What are you wanting feedback on?
Okay here's my general impressions.
Beautiful head and neck piece, very nice. 
Her tail is set just a bit low, and/or she has a bit of a rise over the croup -- so coupled with the nice front end -- by all means DO NOT HOLD THE TAIL IN FRONT OF THE JUDGE!!!!!!!!!! You are taking the attention away from her head and zeroing it in on the fact that her tail set is not perfect.
Now, you can do some grooming to fix that, thinning shears over the croup and poof up the butt so it looks straighter. But some dogs just do not look good holding up the tail, for a variety of reasons, it's hard to get them to hold a great stack while you hold the tail, basically, don't do it in the ring. Every judge knows a golden retriever has a tail, so don't worry about it.
I think you have her front feet spaced too far apart, bring them in a hair. 
She is obviously out of coat but looks like she has good coat texture to work with once it comes in.
Otherwise, beautiful dog, looks like a sound dog that doesn't need a lot of messing with -- very nice!


----------



## Kohanagold (Nov 5, 2008)

Thanks Anney! That was basically what I was wanting; feedback on her, and feedback on me at the same time. I know the pictures aren't flashy and could have at least run a comb through her first. LOL. 
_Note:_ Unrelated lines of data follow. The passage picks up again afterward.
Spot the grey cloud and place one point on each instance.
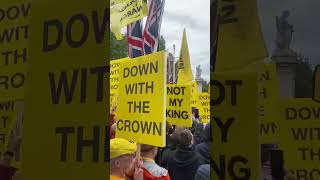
(188, 20)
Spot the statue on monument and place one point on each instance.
(199, 71)
(284, 34)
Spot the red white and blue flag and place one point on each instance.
(153, 25)
(135, 39)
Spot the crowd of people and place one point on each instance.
(186, 155)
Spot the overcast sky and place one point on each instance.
(194, 15)
(304, 17)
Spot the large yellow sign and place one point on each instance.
(14, 51)
(235, 150)
(316, 84)
(240, 39)
(300, 137)
(65, 121)
(194, 94)
(204, 106)
(114, 79)
(142, 100)
(178, 110)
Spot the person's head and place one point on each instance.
(185, 138)
(149, 151)
(122, 153)
(7, 157)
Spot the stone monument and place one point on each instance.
(199, 79)
(284, 56)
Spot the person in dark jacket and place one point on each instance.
(203, 149)
(198, 133)
(203, 172)
(184, 162)
(174, 141)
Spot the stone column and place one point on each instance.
(286, 74)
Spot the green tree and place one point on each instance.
(303, 78)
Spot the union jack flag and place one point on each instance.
(153, 25)
(135, 40)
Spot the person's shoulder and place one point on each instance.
(155, 170)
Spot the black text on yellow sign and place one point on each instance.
(178, 109)
(234, 122)
(14, 52)
(68, 74)
(141, 103)
(300, 135)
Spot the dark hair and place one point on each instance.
(185, 138)
(9, 153)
Could the tailset thing be caused by how I have her stacked? I see what you mean but I ask because I dont think it looks so bad when other people (that know what they're doing) stack her, but when I do it, that's what I get. She's just come out of season now, so hopefully her coat will come in. She's never really carried a lot of coat, and I thought right now that it was looking better than it had, but it is correct (texture). Her mom didn't have a ton of coat either though, so that may just be the cards we're dealt. 
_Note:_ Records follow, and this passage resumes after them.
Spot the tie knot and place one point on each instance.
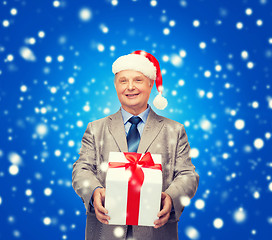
(135, 120)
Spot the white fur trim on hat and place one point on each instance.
(160, 102)
(135, 62)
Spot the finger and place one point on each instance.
(160, 222)
(166, 209)
(101, 216)
(98, 205)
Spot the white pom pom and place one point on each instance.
(160, 102)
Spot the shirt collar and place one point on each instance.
(126, 115)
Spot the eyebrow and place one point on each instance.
(141, 77)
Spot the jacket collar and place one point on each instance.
(152, 128)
I definitely need more practice LOL. I appreciate you taking the time to have a look and tell me what you think though. BJ


----------



## 3 goldens (Sep 30, 2005)

I do not really know anything about showing dogs, littel flaws, etc. but I did want to say she is a beautiful girl.


----------



## K9-Design (Jan 18, 2009)

Hi again, stacking certainly does have some bearing on the tailset, also how a dog is feeling and holding herself at that particular time. If they are unsure or bored the low tailset is accentuated. Her tailset is NOT "Bad" -- but that is a particular pet peeve of mine so I saw it right away, and honestly, it's something judges will see, even a dumb judge that doesn't know a whole heck of a lot about goldens!!! Soooooo -- don't put the dog's tail up in the air and show it to them! LOL
How old is she? Give her some time on the coat.
She has a lot of angulation in the rear, or at least it looks like she does, but you've set her rear up just fine as far as how far (or not) you have her back feet placed.
I really do love her head! Too cute.
--Anney


----------



## Kohanagold (Nov 5, 2008)

Thanks again Anney!!! I do see the same as what you've said about her tailset and was unsure if it was me or her. A friend of mine stacked her before for me, and it looked much better than I can seem to get it to look. LOL. 
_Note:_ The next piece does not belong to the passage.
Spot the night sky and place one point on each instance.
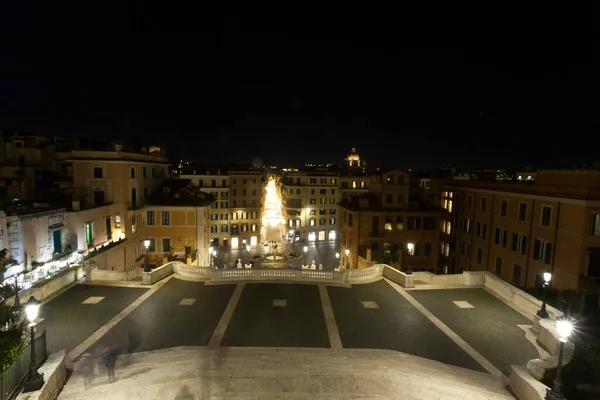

She was two the end of March. I think I'm going to try some coat suppliments and just hope she doesn't gain weight. We're back at the biking again now though (she was in season so we quit momentarily) and next week I will start her swimming. I am really hoping she'll do something this summer but if nothing else, will hopefully have her TD by the end of the year (IF we can get into a test).

Thank you again! I very much admire your expertise and opinion, so thank you for sharing it with me. 

And thank you as well, 3goldens, for your compliments. BJ


----------